La plupart, dit-il, sont des "employés du secteur privé", plus généreux sur les salaires que la fonction publique, "qui gagnent entre 4.000 et 6.000 livres par mois" (de 125 à 185 euros).
"Ils n'ont jamais connu ça et ça les mortifie de venir chez nous", raconte-t-il.
"Il y a même un homme qui nous a dit devoir choisir entre nourrir ses enfants ou leur payer l'école".
Avant la récente dévaluation, 60% des 104 millions d'Egyptiens étaient sous ou juste au-dessus du seuil de pauvreté, selon la Banque mondiale.
- "Pas d'autre issue" -
Au milieu des inégalités notoires en Egypte, la classe moyenne est "difficile à définir", concède Soha Abdelaty, de l'Université américaine du Caire.
Mais une chose est sûre: "avec la brusque montée de l'inflation, ceux qui étaient loin du seuil de pauvreté pourraient s'en rapprocher", le salaire moyen annuel atteignant officiellement 2.150 euros.

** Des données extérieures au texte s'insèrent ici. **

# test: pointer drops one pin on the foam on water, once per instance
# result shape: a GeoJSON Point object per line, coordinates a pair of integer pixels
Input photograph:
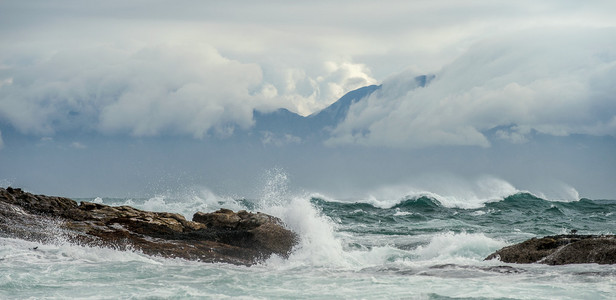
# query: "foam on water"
{"type": "Point", "coordinates": [441, 259]}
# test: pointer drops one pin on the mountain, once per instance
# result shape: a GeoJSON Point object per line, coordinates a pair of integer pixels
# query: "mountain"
{"type": "Point", "coordinates": [284, 123]}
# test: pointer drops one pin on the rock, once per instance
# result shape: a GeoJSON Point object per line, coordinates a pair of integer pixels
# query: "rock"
{"type": "Point", "coordinates": [561, 250]}
{"type": "Point", "coordinates": [223, 236]}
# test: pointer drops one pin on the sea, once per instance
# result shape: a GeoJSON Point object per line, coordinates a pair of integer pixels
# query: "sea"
{"type": "Point", "coordinates": [390, 244]}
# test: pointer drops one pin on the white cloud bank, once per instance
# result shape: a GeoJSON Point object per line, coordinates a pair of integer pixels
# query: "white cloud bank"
{"type": "Point", "coordinates": [555, 82]}
{"type": "Point", "coordinates": [165, 89]}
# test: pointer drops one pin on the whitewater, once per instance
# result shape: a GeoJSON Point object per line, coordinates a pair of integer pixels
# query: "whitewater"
{"type": "Point", "coordinates": [394, 243]}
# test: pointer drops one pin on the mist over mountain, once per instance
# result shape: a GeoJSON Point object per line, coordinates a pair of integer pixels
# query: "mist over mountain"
{"type": "Point", "coordinates": [86, 163]}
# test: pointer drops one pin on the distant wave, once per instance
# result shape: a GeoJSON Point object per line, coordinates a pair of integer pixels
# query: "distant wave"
{"type": "Point", "coordinates": [432, 202]}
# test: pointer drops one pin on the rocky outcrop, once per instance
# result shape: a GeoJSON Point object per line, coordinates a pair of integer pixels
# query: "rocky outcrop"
{"type": "Point", "coordinates": [561, 250]}
{"type": "Point", "coordinates": [223, 236]}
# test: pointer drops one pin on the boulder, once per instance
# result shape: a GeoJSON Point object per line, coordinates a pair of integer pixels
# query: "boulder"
{"type": "Point", "coordinates": [561, 250]}
{"type": "Point", "coordinates": [243, 238]}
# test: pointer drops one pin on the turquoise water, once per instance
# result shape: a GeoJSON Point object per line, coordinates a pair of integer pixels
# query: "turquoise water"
{"type": "Point", "coordinates": [415, 246]}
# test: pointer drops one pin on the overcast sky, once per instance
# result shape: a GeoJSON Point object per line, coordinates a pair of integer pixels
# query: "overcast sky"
{"type": "Point", "coordinates": [521, 88]}
{"type": "Point", "coordinates": [147, 68]}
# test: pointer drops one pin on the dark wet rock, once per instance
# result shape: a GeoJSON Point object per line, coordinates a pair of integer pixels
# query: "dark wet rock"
{"type": "Point", "coordinates": [561, 250]}
{"type": "Point", "coordinates": [222, 236]}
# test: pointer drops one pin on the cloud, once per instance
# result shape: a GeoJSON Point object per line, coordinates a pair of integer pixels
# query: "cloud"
{"type": "Point", "coordinates": [163, 68]}
{"type": "Point", "coordinates": [187, 89]}
{"type": "Point", "coordinates": [555, 82]}
{"type": "Point", "coordinates": [78, 145]}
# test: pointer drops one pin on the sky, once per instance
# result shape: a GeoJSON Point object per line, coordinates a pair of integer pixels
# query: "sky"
{"type": "Point", "coordinates": [198, 70]}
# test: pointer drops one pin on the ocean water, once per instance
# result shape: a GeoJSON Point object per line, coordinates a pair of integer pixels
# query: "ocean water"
{"type": "Point", "coordinates": [386, 245]}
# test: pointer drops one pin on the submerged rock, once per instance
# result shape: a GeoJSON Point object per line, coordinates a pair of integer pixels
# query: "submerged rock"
{"type": "Point", "coordinates": [223, 236]}
{"type": "Point", "coordinates": [561, 250]}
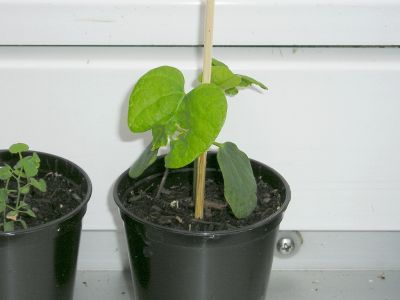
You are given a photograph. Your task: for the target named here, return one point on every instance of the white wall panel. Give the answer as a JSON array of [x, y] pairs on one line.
[[178, 22], [329, 122]]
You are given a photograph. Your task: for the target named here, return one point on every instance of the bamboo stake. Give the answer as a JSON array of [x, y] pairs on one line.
[[200, 164]]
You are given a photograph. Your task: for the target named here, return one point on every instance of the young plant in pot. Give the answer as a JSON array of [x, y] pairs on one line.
[[181, 245], [43, 199]]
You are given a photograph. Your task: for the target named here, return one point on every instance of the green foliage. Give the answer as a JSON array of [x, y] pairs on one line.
[[222, 76], [201, 115], [190, 123], [240, 188], [155, 98], [17, 184]]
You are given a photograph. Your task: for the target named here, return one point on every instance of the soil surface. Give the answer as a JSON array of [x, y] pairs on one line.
[[172, 204], [62, 196]]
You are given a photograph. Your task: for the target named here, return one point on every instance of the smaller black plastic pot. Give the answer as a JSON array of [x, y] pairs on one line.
[[182, 265], [39, 263]]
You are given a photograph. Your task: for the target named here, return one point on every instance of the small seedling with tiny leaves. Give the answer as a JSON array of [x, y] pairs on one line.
[[16, 183], [190, 123]]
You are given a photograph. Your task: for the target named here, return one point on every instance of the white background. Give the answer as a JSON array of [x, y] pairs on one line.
[[329, 122]]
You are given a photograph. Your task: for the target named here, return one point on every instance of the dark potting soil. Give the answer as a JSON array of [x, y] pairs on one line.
[[62, 196], [174, 207]]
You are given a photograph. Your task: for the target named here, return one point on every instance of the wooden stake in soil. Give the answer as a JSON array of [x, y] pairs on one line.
[[200, 164]]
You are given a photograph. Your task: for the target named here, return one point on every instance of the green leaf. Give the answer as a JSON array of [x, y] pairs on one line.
[[19, 172], [240, 188], [201, 115], [161, 134], [8, 226], [39, 184], [29, 165], [5, 172], [3, 199], [247, 81], [25, 189], [12, 215], [30, 213], [18, 148], [146, 159], [155, 98]]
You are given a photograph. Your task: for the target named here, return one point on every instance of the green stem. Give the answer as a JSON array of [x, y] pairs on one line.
[[217, 144], [5, 210], [19, 190]]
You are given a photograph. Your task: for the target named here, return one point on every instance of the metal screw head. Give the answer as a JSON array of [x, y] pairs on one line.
[[285, 246]]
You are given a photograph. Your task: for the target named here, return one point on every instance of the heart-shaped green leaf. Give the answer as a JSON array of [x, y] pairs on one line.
[[247, 81], [5, 172], [240, 188], [29, 165], [201, 117], [155, 98], [39, 184], [146, 159]]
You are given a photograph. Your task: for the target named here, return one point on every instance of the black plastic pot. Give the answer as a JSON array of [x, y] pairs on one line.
[[39, 263], [182, 265]]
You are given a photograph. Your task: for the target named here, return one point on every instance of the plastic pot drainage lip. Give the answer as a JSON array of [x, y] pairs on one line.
[[175, 264], [211, 160], [39, 263]]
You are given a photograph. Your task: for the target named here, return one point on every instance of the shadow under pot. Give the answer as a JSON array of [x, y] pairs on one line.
[[172, 262], [39, 262]]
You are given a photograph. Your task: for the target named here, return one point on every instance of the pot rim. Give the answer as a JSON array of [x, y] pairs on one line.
[[247, 228], [72, 213]]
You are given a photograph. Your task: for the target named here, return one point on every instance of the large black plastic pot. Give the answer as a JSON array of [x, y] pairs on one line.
[[182, 265], [39, 263]]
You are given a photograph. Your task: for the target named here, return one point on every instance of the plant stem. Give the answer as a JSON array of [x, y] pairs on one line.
[[217, 144], [200, 164]]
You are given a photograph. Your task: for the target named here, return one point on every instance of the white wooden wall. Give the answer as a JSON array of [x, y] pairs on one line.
[[329, 122]]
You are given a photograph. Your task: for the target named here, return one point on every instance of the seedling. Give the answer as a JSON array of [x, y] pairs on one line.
[[16, 183], [190, 123]]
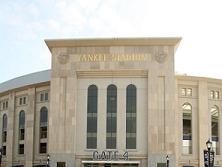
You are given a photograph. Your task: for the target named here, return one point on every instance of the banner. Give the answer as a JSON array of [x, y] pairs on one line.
[[206, 164]]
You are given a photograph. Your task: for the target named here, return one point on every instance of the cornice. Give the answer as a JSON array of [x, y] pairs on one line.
[[168, 41], [109, 74]]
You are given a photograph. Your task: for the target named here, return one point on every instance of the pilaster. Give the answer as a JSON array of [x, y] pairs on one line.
[[29, 128], [10, 129]]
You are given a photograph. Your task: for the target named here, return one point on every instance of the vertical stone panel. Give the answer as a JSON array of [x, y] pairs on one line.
[[29, 126], [10, 129], [204, 119]]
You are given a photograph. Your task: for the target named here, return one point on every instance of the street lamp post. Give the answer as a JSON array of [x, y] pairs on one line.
[[209, 146], [167, 157], [48, 159]]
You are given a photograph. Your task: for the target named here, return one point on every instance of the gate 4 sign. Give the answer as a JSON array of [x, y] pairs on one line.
[[206, 158], [110, 155]]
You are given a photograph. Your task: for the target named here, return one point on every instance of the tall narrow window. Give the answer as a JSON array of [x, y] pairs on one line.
[[4, 128], [187, 128], [111, 117], [43, 130], [131, 117], [22, 125], [92, 117], [43, 122], [215, 129]]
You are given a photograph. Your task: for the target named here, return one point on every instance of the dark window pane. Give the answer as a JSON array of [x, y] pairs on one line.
[[43, 116], [20, 101], [21, 119], [61, 164], [91, 142], [6, 104], [4, 122], [131, 117], [92, 124], [4, 136], [21, 148], [21, 134], [130, 142], [43, 148], [111, 142], [92, 117], [24, 100], [187, 128], [46, 96], [43, 132], [41, 97], [3, 150], [111, 120]]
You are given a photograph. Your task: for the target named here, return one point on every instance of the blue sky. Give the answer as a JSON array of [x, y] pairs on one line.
[[24, 24]]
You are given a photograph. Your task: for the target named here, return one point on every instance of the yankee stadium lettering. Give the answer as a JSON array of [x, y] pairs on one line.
[[110, 155]]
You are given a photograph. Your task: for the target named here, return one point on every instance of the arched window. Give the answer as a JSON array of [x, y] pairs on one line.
[[111, 117], [22, 125], [92, 101], [4, 128], [43, 130], [215, 129], [187, 128], [131, 117]]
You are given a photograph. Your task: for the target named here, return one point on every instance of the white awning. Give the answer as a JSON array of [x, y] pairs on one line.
[[111, 162]]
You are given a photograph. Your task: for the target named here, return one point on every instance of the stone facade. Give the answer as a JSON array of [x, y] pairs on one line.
[[147, 63]]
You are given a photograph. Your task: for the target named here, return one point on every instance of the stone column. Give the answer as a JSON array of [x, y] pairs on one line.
[[204, 119], [29, 128], [10, 129]]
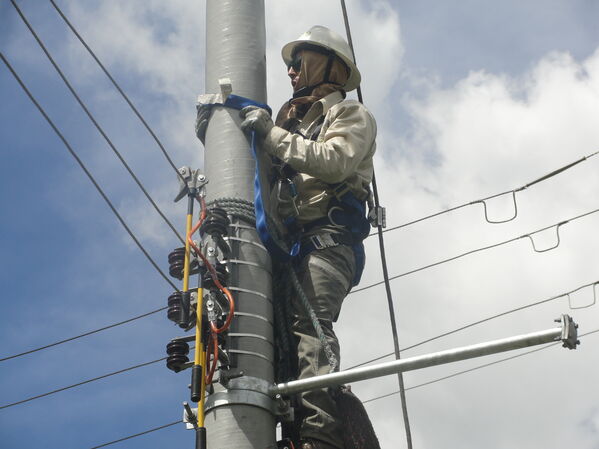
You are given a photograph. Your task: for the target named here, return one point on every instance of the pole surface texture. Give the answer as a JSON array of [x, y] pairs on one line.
[[241, 416]]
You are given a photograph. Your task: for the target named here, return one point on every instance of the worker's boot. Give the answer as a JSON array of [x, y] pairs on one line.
[[315, 444]]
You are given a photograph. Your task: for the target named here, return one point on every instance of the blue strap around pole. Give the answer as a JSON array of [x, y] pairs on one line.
[[275, 247]]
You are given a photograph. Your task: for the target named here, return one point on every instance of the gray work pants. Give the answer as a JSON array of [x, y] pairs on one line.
[[325, 276]]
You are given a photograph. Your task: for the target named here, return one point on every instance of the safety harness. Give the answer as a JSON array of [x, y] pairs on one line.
[[345, 211]]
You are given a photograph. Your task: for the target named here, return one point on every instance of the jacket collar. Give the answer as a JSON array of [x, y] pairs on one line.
[[322, 106]]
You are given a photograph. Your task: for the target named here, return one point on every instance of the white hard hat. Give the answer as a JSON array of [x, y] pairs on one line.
[[323, 37]]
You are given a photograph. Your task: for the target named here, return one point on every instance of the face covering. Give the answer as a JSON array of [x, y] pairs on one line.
[[312, 85]]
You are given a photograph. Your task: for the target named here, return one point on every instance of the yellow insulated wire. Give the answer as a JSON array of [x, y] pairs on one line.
[[200, 356], [187, 254]]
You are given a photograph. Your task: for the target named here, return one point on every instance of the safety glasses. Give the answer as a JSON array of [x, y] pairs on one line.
[[296, 63]]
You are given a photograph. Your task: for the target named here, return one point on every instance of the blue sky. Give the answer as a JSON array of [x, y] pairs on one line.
[[471, 99]]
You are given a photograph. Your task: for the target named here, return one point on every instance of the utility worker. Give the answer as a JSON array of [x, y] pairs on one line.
[[322, 147]]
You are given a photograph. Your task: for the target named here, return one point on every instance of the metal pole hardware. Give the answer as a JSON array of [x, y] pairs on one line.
[[566, 333]]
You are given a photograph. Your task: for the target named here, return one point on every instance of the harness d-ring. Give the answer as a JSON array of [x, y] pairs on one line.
[[330, 215]]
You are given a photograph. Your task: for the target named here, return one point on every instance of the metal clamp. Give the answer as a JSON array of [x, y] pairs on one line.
[[191, 182], [321, 241], [244, 390], [377, 216], [569, 335]]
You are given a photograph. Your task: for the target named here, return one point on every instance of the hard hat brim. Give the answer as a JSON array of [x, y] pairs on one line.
[[354, 74]]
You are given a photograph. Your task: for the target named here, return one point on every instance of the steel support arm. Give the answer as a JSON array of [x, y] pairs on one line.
[[566, 333]]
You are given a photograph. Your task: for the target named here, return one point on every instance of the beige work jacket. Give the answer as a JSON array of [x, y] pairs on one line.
[[342, 152]]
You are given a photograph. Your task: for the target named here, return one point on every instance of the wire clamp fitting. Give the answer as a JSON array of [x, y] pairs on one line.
[[377, 216], [569, 335], [191, 182]]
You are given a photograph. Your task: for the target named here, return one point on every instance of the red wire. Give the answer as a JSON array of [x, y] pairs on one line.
[[214, 341], [213, 273], [213, 328]]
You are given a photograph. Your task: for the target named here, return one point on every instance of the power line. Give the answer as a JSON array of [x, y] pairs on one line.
[[116, 85], [93, 120], [377, 358], [404, 406], [483, 200], [89, 175], [378, 397], [484, 320], [137, 434], [66, 340], [78, 384], [484, 248], [475, 368]]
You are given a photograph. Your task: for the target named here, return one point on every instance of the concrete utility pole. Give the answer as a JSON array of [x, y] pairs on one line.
[[240, 416]]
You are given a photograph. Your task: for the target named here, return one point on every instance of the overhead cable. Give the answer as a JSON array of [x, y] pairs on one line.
[[476, 368], [138, 434], [498, 315], [118, 88], [87, 172], [78, 384], [66, 340], [484, 248], [382, 396], [93, 120], [483, 200], [404, 406]]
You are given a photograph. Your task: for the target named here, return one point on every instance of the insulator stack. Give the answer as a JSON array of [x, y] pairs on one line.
[[177, 351]]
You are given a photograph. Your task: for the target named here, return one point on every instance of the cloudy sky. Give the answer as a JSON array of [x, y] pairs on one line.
[[472, 98]]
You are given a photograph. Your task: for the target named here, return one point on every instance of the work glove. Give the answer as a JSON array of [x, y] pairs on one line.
[[202, 119], [256, 119]]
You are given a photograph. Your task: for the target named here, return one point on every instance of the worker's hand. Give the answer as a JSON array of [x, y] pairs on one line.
[[204, 111], [256, 119]]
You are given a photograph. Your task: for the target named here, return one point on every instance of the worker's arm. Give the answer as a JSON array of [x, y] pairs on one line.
[[347, 141]]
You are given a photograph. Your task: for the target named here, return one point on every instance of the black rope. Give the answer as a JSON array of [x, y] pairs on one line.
[[89, 175], [404, 407], [93, 120]]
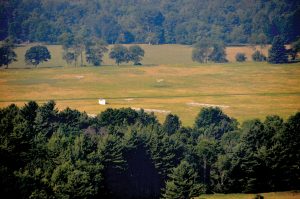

"Ce sont ces gens qui n'arrivent plus à joindre les deux bouts mais ils ne sont toujours pas éligibles aux aides" gouvernementales, poursuit la spécialiste.
Pour les diplômés, "il n'y a pas d'autre issue qu'un travail à l'étranger", assure Salma, la traductrice, alors que fleurissent sur les réseaux sociaux offres d'emploi dans le Golfe ou explications sur les équivalences de diplômes en Europe.
Ceux qui y parviennent rejoignent les rangs des émigrés qui envoient chaque année près de 30 milliards d'euros en Egypte.
Pour ceux qui ne peuvent pas partir comme Manar, la priorité c'est l'instruction --dans le privé, la qualité de l'enseignement dans le public étant faible.
"Pour être sûr que son enfant apprenne quelque chose, il faut payer au minimum 20.000 à 40.000 livres (entre 625 et 1.250 euros) chaque année en primaire", assure Manar.
"Le problème c'est qu'on ne sait pas si ça s'arrêtera là", poursuit-elle.
"Il faut être prêt à tout vendre... en espérant que nos enfants aient un avenir meilleur".